Ancien conseil du chef de l’État Bassirou Diomaye Faye, le nouveau ministre dispose d’un bagage solide. Fort de plus de deux décennies au barreau, il s’est spécialisé dans le droit pénal économique, les affaires bancaires, l’immobilier et le droit public. En parallèle de sa carrière d’avocat, il a partagé son savoir en enseignant dans plusieurs instituts supérieurs de Dakar. Ce profil de technicien chevronné est perçu par beaucoup comme un atout majeur pour piloter des dossiers financiers complexes et superviser les procédures de contrôle judiciaire.

Toutefois, le choix de Me Moussa Sarr ne fait pas l’unanimité.

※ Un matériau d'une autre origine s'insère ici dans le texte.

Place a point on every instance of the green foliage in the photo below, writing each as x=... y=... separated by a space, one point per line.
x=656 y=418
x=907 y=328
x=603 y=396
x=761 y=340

Cette nomination met en lumière des divergences de vues au sein de l’exécutif, notamment entre la présidence et Ousmane Sonko. Bien que ce dernier ait précisé ne pas viser l’homme personnellement, il a exprimé des doutes quant à la stratégie adoptée pour mener à bien la politique de reddition des comptes.

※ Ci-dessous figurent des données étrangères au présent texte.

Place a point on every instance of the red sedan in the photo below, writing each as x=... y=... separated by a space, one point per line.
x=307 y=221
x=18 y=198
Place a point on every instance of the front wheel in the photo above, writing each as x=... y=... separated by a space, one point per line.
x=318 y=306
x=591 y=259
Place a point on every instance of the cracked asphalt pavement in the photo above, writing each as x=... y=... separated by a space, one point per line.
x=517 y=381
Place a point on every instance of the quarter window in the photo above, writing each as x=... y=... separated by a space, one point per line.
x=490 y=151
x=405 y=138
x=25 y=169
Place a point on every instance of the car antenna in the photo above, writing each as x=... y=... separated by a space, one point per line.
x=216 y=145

La reddition des comptes : un arbitrage entre fermeté et droit

Au sommet de l’État, deux visions s’affrontent désormais. D’une part, une ligne prônant une sévérité immédiate et une application rapide des sanctions contre la mauvaise gestion des fonds publics. D’autre part, une approche privilégiant le respect scrupuleux des étapes judiciaires afin d’éviter toute accusation d’instrumentalisation politique. Dans ce duel de méthodes, le ministère de la Justice doit trouver un équilibre fragile entre la soif de transparence et le maintien de la stabilité des institutions.

Un autre défi de taille attend Me Moussa Sarr : le traitement des événements tragiques survenus entre mars 2021 et février 2024. Ces violences ont laissé des traces profondes, et les collectifs de victimes, tout comme la société civile, réclament toujours que justice soit rendue. Malgré la loi d’amnistie votée en mars 2024, les discussions restent vives sur la nécessité de poursuivre certains dossiers ou de mettre en place des mesures de réparation adaptées.

Placé sous les projecteurs, Moussa Sarr prend les rênes d’un département où chaque arbitrage aura un impact politique significatif. Entre la pression des acteurs politiques et les fortes attentes sociales, sa gestion de la justice sénégalaise sera scrutée de très près.